I partly—or maybe mostly—convince them.
Mrs. La Salle is the only one who continues unpersuaded. “It’s such a standard fantasy. Legendary. All those Greek stories with the woman tied up at the water’s edge, an offering for the sea god.” She touches her feathered white hair.
For some reason I ask her about e-mails. “What’s an e-mail?” I ask.
“E-mail.” She seems to welcome the question. “E-mail is magic.

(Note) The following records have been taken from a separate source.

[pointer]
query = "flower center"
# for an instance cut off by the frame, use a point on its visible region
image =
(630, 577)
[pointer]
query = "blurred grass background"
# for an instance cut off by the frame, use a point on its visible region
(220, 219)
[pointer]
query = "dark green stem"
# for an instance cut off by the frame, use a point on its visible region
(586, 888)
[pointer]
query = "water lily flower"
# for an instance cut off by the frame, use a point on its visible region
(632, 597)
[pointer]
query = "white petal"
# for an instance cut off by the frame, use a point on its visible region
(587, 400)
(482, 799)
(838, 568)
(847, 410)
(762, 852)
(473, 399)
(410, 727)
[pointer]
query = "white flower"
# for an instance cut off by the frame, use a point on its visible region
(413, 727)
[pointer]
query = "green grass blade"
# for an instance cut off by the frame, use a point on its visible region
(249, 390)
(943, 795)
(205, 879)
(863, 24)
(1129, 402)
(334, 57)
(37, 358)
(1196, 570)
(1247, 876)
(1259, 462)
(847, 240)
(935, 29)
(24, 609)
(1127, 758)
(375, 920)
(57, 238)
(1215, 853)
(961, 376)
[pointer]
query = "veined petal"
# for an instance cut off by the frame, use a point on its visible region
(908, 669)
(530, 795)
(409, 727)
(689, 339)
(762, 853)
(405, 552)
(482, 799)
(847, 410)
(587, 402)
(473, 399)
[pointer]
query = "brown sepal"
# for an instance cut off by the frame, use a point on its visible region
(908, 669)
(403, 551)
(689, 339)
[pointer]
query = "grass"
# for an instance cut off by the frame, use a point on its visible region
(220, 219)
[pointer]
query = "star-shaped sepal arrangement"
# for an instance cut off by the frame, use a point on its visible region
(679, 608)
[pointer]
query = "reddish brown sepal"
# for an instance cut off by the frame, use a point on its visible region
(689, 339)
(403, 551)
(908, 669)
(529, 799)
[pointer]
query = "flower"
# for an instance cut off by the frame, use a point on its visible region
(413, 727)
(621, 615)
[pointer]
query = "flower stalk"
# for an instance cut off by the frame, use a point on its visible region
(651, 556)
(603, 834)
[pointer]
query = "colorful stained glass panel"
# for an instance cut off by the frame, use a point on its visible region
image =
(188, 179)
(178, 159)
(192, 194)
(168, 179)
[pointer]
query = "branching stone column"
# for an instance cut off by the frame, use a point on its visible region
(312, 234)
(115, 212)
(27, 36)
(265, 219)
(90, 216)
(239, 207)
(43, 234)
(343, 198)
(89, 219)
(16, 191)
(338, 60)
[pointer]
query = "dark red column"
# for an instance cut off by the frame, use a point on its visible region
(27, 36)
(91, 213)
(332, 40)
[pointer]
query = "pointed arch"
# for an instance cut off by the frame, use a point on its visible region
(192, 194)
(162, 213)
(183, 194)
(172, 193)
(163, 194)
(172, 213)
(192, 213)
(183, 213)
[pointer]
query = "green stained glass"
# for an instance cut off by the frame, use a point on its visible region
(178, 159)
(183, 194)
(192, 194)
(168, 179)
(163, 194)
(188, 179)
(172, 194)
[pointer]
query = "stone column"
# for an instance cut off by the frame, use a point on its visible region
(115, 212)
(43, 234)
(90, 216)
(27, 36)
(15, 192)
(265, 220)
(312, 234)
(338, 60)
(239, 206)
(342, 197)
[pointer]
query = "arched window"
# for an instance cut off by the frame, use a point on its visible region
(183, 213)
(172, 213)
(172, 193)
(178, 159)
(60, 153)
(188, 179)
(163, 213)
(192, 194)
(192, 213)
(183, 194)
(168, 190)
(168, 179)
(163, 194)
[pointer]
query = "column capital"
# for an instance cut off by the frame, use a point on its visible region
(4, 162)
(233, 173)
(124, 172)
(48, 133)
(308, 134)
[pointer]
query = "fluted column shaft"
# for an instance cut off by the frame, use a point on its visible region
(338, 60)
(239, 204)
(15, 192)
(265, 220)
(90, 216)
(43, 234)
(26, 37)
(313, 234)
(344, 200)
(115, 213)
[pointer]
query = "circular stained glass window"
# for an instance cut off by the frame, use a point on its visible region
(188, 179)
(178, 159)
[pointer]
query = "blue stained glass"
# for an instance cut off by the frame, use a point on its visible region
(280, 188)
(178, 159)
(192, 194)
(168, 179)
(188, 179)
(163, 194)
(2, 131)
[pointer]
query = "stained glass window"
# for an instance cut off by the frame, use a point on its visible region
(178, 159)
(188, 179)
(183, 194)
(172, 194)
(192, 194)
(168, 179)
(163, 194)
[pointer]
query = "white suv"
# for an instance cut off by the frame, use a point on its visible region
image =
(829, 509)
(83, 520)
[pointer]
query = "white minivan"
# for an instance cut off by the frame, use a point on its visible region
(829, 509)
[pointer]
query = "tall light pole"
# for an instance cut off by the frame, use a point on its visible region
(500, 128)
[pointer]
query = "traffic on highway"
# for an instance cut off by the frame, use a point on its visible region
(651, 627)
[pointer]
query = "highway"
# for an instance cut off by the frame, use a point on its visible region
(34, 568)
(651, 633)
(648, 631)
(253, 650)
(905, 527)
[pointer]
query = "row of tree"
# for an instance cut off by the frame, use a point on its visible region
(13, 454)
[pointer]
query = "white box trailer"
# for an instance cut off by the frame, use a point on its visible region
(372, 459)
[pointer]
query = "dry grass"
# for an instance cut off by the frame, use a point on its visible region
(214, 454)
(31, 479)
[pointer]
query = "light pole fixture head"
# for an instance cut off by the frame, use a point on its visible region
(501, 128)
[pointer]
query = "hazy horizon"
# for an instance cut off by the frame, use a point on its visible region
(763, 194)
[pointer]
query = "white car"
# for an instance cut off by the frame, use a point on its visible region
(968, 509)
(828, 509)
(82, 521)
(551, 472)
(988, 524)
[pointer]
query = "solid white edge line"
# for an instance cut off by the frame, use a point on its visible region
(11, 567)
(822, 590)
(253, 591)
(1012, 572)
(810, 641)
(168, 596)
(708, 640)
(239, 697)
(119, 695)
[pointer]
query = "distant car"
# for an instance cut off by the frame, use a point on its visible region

The air must be warm with those things.” She makes a flapping motion, as if she’s swatting flies.
“Is that what my father thinks?”
“Ed? Does he think about e-mail?” She stares at my face for a minute. “Ed’s probably afraid of them. I understand your father very well, you know.”
“Did you send him an e-mail?”
Her tone so far has been bantering, but she now sounds cross. “Why, Carla, of course not.”
 
 
Daddy’s net-woman problem becomes something for the ladies to do. A topic to check back and forth on. Has anyone left the Manor suddenly? Gone for a trip and not written? Even Mrs. La Salle, who is extra dubious, starts searching. “Truly, I think that story is Alzheimer’s. But yes, I’ll ask around.” Mrs. Dexter is great; she’s like a little terrier, ears up, nose down. She chases down staff members who’ve quit or been fired, and she racks up a nice fat phone bill, which she won’t discuss with me. “It’s interesting, and what else can you do parked in front of a walker?”
 
 
Rob buys me a cell phone, with six months’ of calls paid up in advance. At first I tell him, “No, absolutely not, too expensive,” and he says, “You got to,” and I say, “I haven’t got to anything.” We carry on this way for a while with me emoting into the standup public phone in the hall until I realize that several entranced old ladies are listening. Robbie tells me, “Carla, honey, it’s a gift of love.”
So I accept. Actually I like the phone a lot. It’s a black clamshell-type and feels good when you hold it.
Of course, the first person who calls is Rob himself. “Hi, how are you? How’s Ed? Listen, I’ve been reading up some more on Alzheimer’s and about that excitation he had in the restaurant, the way he carried on and tried to get out the window. I think his problem is two different things, one is memory and the other is chemistry, but interdependent, you understand, interlocked and related. Did you know there are plateaus, times when the patient just stays the same for months? Then sometimes he goes back, gets better. And in Germany, they’ve been using special drugs that jack you up—make you a
lot
better for a while. But these may be dangerous. Fascinating stuff. Wow, what a lot of info, more than three thousand items; my mouse-hand went numb.”